Therapy of acute exacerbations of multiple sclerosis with high-dose intravenous methylprednisolone inhibits the potential transmigration of CCR5-expressing CD4(+) and CD8(+) blood cells into the central nervous system. This is consistent with the short-term beneficial effect of IVMP in acute exacerbation of MS.
Therapy of acute exacerbations of multiple sclerosis with high-dose intravenous methylprednisolone has shortened the recovery period after relapses, but the mechanisms responsible for the beneficial effects of intravenous methylprednisolone in attacks have not been clearly established.
Our purpose was to analyze the effect of IVMP on the expression of chemokine receptor 5 (CCR5) protein in blood in acute MS exacerbation.
Materials and methods -
Blood samples were collected from 10 patients with an acute MS exacerbation and the levels of CCR5 on CD4(+) and CD8(+) T cells and CD14(+) monocytes were analyzed by using flow cytometry before intravenous methylprednisolone, 24 h, 1 and 3 weeks after commencement of treatment.
During the 3-week period the percentages of CCR5-expressing CD4(+) T cells and CD8(+) T cells tended to decrease, but the effect did not reach statistical significance.

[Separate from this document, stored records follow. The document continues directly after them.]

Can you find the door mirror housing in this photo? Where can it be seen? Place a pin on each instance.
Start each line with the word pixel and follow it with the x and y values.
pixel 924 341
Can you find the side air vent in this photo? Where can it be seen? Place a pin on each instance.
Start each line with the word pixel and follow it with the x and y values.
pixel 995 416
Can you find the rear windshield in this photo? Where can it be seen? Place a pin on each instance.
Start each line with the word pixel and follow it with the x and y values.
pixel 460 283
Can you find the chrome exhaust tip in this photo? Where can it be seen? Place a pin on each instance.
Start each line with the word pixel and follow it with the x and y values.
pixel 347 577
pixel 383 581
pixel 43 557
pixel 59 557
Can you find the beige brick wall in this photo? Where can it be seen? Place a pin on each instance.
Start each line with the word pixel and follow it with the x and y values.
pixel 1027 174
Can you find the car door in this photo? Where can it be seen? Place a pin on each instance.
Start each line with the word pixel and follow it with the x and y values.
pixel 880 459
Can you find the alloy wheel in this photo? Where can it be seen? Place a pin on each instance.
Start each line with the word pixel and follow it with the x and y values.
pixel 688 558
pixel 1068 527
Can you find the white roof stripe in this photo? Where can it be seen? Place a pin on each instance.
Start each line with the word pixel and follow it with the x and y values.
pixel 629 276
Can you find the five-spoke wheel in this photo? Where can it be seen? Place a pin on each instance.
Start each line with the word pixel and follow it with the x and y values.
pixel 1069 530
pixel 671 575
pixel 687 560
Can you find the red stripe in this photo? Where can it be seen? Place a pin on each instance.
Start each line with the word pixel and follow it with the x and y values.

No marked changes were found in the percentage of CCR5-expressing CD14(+) cells.
A tendency to a reduction of CCR5-expressing CD4(+) and CD8(+) blood cells induced by intravenous methylprednisolone suggests inhibition of their potential to transmigrate into the central nervous system, which is consistent with the short-term beneficial effect of intravenous methylprednisolone in acute exacerbation of MS.